I've sqooped a fairly large table into a CDH4.5 cluster. To save space and still have splittable files I've used LZO compression and setup LZO as per the cloudera instructions .
Sqoop makes a single large LZO file(+index) for the initial import and adds smaller LZO+index files for the subsequent incremental sqoop imports.
My problem is that Pig doesn't seem to split the LZO files for its import, while Hive does so perfectly. Running a simple pig script gives me exactly 7 mappers, which is identical to the lzo files in the HDFS dir. 6 complete quickly(the incremental files) but 1 takes a very long time.
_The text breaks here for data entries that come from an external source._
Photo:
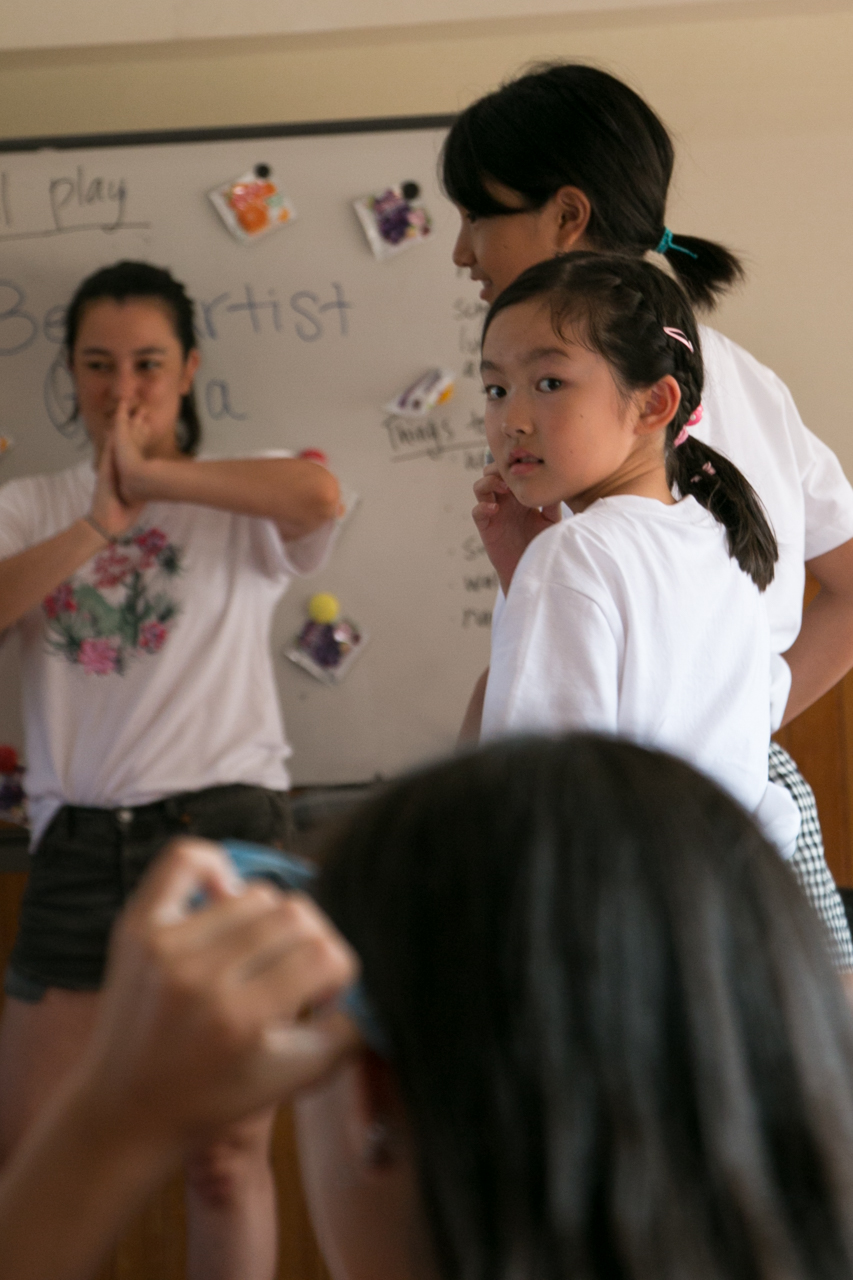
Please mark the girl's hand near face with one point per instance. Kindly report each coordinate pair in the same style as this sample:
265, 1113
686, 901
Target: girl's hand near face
506, 526
109, 506
133, 443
Can't verify but that has to be the one large file(90+ Gigs)
At the same time Hive can do a query on the exact same table and get 700+ mappers no problem. So the LZO is splittable, but Pig seems not split them.
LZO in the Pig script seems to be enabled since I'm getting these messages:
INFO com.hadoop.compression.lzo.GPLNativeCodeLoader - loaded native gpl library
INFO com.hadoop.compression.lzo.lzoCodec - Successfully loaded & initialized native-lzo library [hadoop-lzo rev null]
Seems like Pig can read the LZO files, but does not read the index files with those filed to determine split points.
Is there another way to sqoop data into a compressed container format(any) and have Hive and Pig understand its splits?
- Sqooping with snappy will not result in splittable files
- Sqooping to hive and using --as-avrofile + snappy is not compatible
Asside from the EB libs, the only way I see is not using compression, is this correct?
Thnx for the hint, to be complete:
Sqooped data to Hive uses '\u0001' as a field delimiter. LzoTextLoader does not support adding a custom delimiter, use LzoTokenizedLoader for that. Works like a charm after that :smileywink: